2. The high-efficiency water-circulating power generation device according to claim 1, characterized in that: An auxiliary water pipe (63) is installed on the water lifting tank (51), and a one-way valve (8) is installed on the auxiliary water pipe (63). One end of the auxiliary water pipe (63) is close to the bottom of the water lifting tank (51), and the other end of the auxiliary water pipe (63) is connected to the relay water tank (4).
3. The high-efficiency water-circulation power generation device according to claim 1, characterized in that: An impeller assembly (7) is provided at the end of the water outlet pipe (65), and a generator set (70) is connected to the impeller assembly (7). The generator set (70) is electrically connected to the control grid (71). A secondary generator (72) is also provided at the bottom of the impeller assembly (7).
4. A high-efficiency water-circulating power generation device according to claim 1, characterized in that: One-way valves (8) are installed on the water supply pipe (64), the diversion pipe (61) and the lifting pipe (62).
5. A high-efficiency water-circulating power generation device according to claim 1, characterized in that: The height difference between the energy storage tank (1) and the tailrace tank (2) is h1, 4m≤h1≤6m; the length of the inlet pipe (6) is L1, 27m≤L1≤32m.
6. A high-efficiency water-circulating power generation device according to claim 1, characterized in that: A water turbine pump (60) is installed in the energy storage tank (1).
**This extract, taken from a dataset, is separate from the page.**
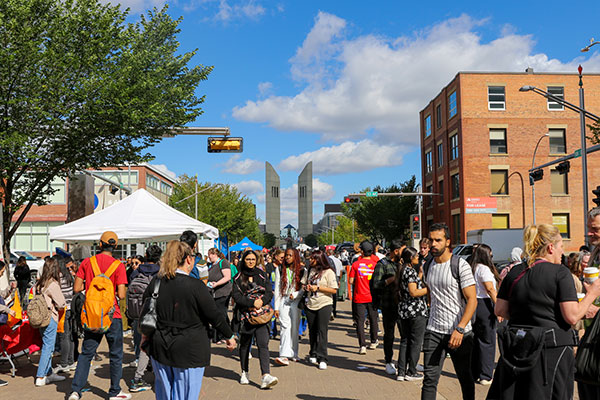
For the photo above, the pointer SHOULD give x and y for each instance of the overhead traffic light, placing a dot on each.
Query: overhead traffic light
(563, 167)
(535, 176)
A return water pipe (66) is installed on the water turbine pump (60). The outlet end of the return water pipe (66) is located on the relay tank (4). The bottom of the water turbine pump (60) is connected to the inlet pipe (6).
7. A high-efficiency water-circulating power generation device according to claim 1, characterized in that: The water lifting tank (51) is located below the tailwater pool (2). The height difference between the water lifting tank (51) and the tailwater pool (2) is h2, 0.5m≤h2≤2m; the height difference between the balance pool (3) and the tailwater pool (2) is h3, 1m≤h3≤10m.
8. A high-efficiency water-circulating power generation device according to claim 1, characterized in that: The height difference between the tailrace pool (2) and the intermediate water pool (4) is h4, 12m≤h4≤18m.